Ultimately, it comes to that same thing I told KFC. You're playing at a word game, and defining the term "religion" far more broadly than it's used in common discourse and in doing so devalue the word until it doesn't mean anything. Seriously, "a personal set of attitudes, beliefs, and practises"? When you define "religion" like that it ceases to have meaning, since EVERYONE then has their own religion. The distinction then becomes completely useless.
Yeah, it's in Webster, but Webster covers all the bases, and that isn't the usage that the word "religion" usually recieves in regular discourse, meaning that when applied to atheistic philosophies it's carrying rhetorical baggage that no longer applies with such a broad definition.
Now am I saying that athiesm is mutually exclusive with religion? Fuck no, that's what I was just giving Alderic a hard time about.

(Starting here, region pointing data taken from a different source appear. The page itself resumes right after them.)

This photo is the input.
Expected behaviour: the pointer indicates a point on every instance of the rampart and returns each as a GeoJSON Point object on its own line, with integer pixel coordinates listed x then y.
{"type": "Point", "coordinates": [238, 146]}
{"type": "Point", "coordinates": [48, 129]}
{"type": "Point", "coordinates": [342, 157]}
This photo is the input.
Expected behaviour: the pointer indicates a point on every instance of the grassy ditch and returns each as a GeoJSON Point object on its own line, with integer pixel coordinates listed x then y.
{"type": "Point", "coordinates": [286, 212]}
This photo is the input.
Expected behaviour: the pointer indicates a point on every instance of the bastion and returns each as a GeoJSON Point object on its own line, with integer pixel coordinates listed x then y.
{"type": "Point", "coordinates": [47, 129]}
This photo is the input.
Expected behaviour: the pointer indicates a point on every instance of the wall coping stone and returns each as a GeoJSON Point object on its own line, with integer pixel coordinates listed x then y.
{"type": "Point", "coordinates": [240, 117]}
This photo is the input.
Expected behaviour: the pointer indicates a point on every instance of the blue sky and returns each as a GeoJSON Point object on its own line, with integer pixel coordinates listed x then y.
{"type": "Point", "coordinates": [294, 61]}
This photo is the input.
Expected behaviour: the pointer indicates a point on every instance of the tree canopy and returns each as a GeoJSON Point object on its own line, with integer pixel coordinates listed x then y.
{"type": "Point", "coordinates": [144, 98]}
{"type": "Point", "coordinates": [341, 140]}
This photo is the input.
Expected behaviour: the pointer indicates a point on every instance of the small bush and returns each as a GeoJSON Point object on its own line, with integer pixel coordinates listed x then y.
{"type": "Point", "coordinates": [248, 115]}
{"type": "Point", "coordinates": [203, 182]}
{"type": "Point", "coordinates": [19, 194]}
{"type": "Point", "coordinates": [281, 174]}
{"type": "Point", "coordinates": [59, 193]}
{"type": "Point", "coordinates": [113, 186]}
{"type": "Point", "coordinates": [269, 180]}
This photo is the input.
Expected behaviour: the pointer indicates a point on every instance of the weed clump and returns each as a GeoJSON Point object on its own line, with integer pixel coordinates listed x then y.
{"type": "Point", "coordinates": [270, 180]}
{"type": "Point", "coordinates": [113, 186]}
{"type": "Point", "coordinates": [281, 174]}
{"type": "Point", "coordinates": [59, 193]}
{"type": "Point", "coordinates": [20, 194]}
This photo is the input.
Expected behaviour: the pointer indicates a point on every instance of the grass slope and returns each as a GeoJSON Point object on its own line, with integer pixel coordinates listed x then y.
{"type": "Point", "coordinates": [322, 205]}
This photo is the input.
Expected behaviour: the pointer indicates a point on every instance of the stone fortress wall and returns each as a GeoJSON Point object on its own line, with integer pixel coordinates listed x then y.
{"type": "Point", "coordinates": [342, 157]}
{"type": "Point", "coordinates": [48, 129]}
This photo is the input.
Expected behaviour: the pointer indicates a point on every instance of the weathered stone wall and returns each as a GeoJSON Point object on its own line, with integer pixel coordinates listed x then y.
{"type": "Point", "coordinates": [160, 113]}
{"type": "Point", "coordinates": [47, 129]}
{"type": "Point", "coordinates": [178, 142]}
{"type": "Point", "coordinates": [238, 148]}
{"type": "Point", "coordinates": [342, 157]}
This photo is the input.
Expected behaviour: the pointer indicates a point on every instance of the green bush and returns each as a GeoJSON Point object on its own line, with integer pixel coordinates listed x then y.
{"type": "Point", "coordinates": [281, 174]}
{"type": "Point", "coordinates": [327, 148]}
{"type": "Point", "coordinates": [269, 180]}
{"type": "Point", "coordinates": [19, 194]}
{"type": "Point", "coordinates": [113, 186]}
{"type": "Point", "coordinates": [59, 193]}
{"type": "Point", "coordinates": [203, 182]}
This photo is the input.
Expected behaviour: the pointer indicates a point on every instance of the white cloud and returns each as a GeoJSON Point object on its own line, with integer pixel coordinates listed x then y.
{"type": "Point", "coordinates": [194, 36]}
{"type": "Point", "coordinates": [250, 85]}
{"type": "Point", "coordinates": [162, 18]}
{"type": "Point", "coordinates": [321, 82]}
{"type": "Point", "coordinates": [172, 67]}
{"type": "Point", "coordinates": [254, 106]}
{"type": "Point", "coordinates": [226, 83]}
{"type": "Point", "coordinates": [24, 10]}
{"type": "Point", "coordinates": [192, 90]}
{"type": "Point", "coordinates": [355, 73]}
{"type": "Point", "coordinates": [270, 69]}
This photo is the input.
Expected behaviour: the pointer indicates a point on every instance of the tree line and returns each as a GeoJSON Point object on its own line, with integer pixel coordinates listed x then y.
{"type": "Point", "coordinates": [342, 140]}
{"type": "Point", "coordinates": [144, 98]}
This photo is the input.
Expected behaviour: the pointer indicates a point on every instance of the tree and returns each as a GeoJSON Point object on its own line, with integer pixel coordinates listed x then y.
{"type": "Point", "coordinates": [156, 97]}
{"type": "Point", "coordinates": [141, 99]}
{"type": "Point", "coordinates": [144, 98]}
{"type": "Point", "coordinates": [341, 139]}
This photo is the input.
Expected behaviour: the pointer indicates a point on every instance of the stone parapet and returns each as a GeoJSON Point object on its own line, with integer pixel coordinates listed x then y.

Now, while I'm being a nitpicky, pedantic, ranting twit, communism is ALWAYS an atheistic ideology (at least if it's based of Marx's teachings), and Islam cannot "be a Theocracy", a theocracy is a system of government that puts clergy in charge, not a religion. You can have Islamic theocracies, but Islam itself is not the theocracy, it's merely the basis for it. Also, as I understand it, Jews are a special case in that the same word refers to both ancestry and religion (please correct me if I'm wrong, Leauki).